Editorial: A Preservation Discipline

Railroad photography has transcended its origins as a creative hobby or tool of railroad promotion and, over the last three decades, has emerged as a legitimate preservation discipline. Its images are becoming recognized widely as a distinct form of visual art and a powerful research tool.

Beginning with a formal exhibition at the Baltimore Museum of Art nearly 25 years ago, a succession of popular and museum exhibitions have brought the work of railroad photographers and artists before millions of people–further evidence of its mainstream recognition.

By far the most visible current exhibition, “Railroad Vision” at the prestigious J. Paul Getty Museum (www.getty.edu/museum) in Los Angeles through June 23, presents 90 images from the Americas, Europe, and South Africa. “From the 1850s onward photography and the railroad embarked on a journey together. This complex new relationship shaped a visual culture that dealt with issues of space, time, and distance in a way that never before existed,” Anne M. Lyden, assistant curator in charge of the exhibition, writes in an illustrated brochure.

Another exhibit, “Traveling the Pennsylvania Railroad: The Photographs of William H. Rau” through September 20 is at the Library Company of Philadelphia (www.librarycompany.org). The railroad commissioned Rau, Philadelphia’s preeminent photographer, to take hundreds of photographs to promote travel on the railway. A companion volume, edited by John C. Van Horne with Eileen E. Drelick, has been published by the University of Pennsylvania Press in cooperation with the Library Company. The book includes introductory essays by three scholars including John Stilgoe.

The Center’s exhibit, “Railroads and Photography: 150 Years of Great Images,” has been touring the country since 1999. We are flattered that the Getty has adopted an approach similar to ours. In brochure/catalogs published for exhibits at the John W. Barriger III National Railroad Library, St. Louis, 2000, and Nevada State Railroad Museum, Carson City, 2001-02, the center said, “Railroads and photography grew up together as two of the technologies that profoundly changed American life. We are a nation based on mobility and images, so it should not be surprising that railroads embraced photography–and vice versa.” The center’s exhibit also is at the Middleton, Wisconsin, railroad depot, which has offices for the city’s tourism center and excursion train.

As archival collections held by nonprofit institutions continue to grow in quality and quantity, so too railroad images are continuing to become more accessible and available to the public eye.
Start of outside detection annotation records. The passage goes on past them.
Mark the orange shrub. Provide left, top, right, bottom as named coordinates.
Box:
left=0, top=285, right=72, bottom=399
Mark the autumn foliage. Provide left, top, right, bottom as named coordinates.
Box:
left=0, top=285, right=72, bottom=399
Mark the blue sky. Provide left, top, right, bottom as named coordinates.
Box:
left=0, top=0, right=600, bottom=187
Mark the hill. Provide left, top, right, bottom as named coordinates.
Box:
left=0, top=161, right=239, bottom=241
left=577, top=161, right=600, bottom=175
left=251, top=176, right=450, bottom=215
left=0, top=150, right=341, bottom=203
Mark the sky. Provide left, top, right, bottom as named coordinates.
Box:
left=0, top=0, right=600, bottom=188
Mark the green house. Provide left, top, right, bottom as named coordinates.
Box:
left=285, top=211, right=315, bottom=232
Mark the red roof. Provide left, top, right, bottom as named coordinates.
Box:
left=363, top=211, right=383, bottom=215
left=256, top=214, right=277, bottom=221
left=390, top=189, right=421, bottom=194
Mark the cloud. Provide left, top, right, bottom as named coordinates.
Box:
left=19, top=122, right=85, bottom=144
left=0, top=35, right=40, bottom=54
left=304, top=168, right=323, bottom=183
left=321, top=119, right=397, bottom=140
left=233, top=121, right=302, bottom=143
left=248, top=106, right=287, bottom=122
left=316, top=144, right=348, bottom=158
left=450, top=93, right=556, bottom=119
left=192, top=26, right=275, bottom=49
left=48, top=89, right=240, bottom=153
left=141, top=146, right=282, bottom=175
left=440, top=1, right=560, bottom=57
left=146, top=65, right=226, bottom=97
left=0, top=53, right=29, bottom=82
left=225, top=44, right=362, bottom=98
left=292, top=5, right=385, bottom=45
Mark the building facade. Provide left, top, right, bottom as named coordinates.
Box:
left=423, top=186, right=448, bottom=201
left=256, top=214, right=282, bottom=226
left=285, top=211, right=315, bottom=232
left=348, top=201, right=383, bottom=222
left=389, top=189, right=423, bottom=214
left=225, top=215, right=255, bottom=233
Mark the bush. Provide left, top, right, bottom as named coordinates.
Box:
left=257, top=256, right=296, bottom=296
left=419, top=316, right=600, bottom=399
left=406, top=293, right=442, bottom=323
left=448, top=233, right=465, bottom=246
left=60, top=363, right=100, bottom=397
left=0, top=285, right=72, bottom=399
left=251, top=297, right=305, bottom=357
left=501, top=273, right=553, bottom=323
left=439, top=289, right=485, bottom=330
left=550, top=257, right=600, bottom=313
Some 18 major depositories have an estimated 2,586,000 images. At six of these locations, images are available on the Internet. Nine have at least minimal motion picture holdings. In the future, the Center plans a comprehensive review of these holdings.

Railroad photography as an artistic discipline often has been overlooked, as I pointed in the Preservation Points column in Trains (June 2002). But after 160 years in a pivotal role in the industry’s life and evolution, it should be no surprise that the rest of the world is “discovering” the power of railroad images. We can look forward to more respect for what we have for so long taken for granted.